糾弾していたはずが糾弾された――あの時のことを思い返せば、今でもはらわたが煮えくり返りそうになる。
(つぶしてやるつぶしてやるつぶしてやる……)
けれど、それにはどうすればよいのだろう。
「クリストファー様、お会いできてよかった!」
不意に、懐かしい声が耳を打ち、クリストファーは顔を上げる。遠いエイディーネ神殿に監禁されているはずのカティアがそこにいた。
「どうして、ここに?」
「お会いしたくて、神殿を抜けてきちゃいました!」
胸の前で両手を組み合わせ、うるんだ目でクリストファーを見上げる彼女は、最後に見た時と全く変わっていなかった。
「そうか。会いたかったか」
「ええ。それで――神殿にいる間に、私、考えたのですけど」
呪いの影響はなくなったはずなのに、カティアの声はクリストファーの耳には甘く響いた。
「王宮の図書館には、いろいろな本があるでしょう? きっと、そこには使える魔術の本もあると思うんです。禁書とか」
なぜ、それをカティアが知っているのかなんて、クリストファーにはわからない。ただ、彼女の声を聞く度に、心の奥の方からもやもやとしたものがこみあげてくる。
「そうだな。いろいろある――」
どす黒い感情を抱えたまま、クリストファーは王家の禁書が保管されている図書館への秘密の通路を降りていく。
夜遅くだから、図書館の職員もいない。図書館の扉には、王家の人間ならば問題なく扉を開くことのできる魔術がかけられている。
そうやって図書館の扉を開き、奥へと入った。禁書の保管庫なんて、もう何年も誰も開いていない。中は埃が積もり、カビの臭いもする。そこに並ぶのはすべて、世の中から抹消された魔術ばかり。
(俺はもう、辺境にやられるしかない――だが、その前に)
辺境に追いやられるのはまだ諦めがつく。
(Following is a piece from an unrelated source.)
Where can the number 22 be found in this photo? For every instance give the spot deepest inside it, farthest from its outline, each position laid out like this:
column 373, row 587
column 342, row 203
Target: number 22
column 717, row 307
だが、その前にあの高慢な娘に一矢報いてやる。
ちゃっかり王太子の座をかすめていったエドガーにも。
弟にもいつだって劣等感を刺激され続けてきた。
同じ両親から生まれて、どうしてこうも違うのだろう――と、貴族達がささやいているのだって知っている。
(……ひとつくらい、面白いことをやっておこうじゃないか)
今までは勇気もなかったが、最後に一つ、面白い置き土産を置いてやろう。彼らがどうそれに対応するか。それはまた別問題だ。
夢中になって、禁書の保管庫の中を歩き回る。
「ねえ、クリストファー様。これなんて、どうですか?」
カティアが、クリストファーに差し出したのは、名前すら失われた魔術書だった。
「この魔術、クリストファー様なら絶対成功すると思うんです。だって、クリストファー様は素晴らしいんですもの」
いつだって、カティアはクリストファーのことをすごいと褒め称えてくれた。そんなことをしてくれたのは、彼女だけだ。
「楽しみ――すべてが終わったら、迎えに来てくださいね? そうしたら、私、クリストファー様についていきますから」
そう言って微笑んだ彼女の姿が、空中に溶けるように消えたのを、クリストファーは認識していなかった。
”普通”の人間なら――そんなこと、できるはずないのに。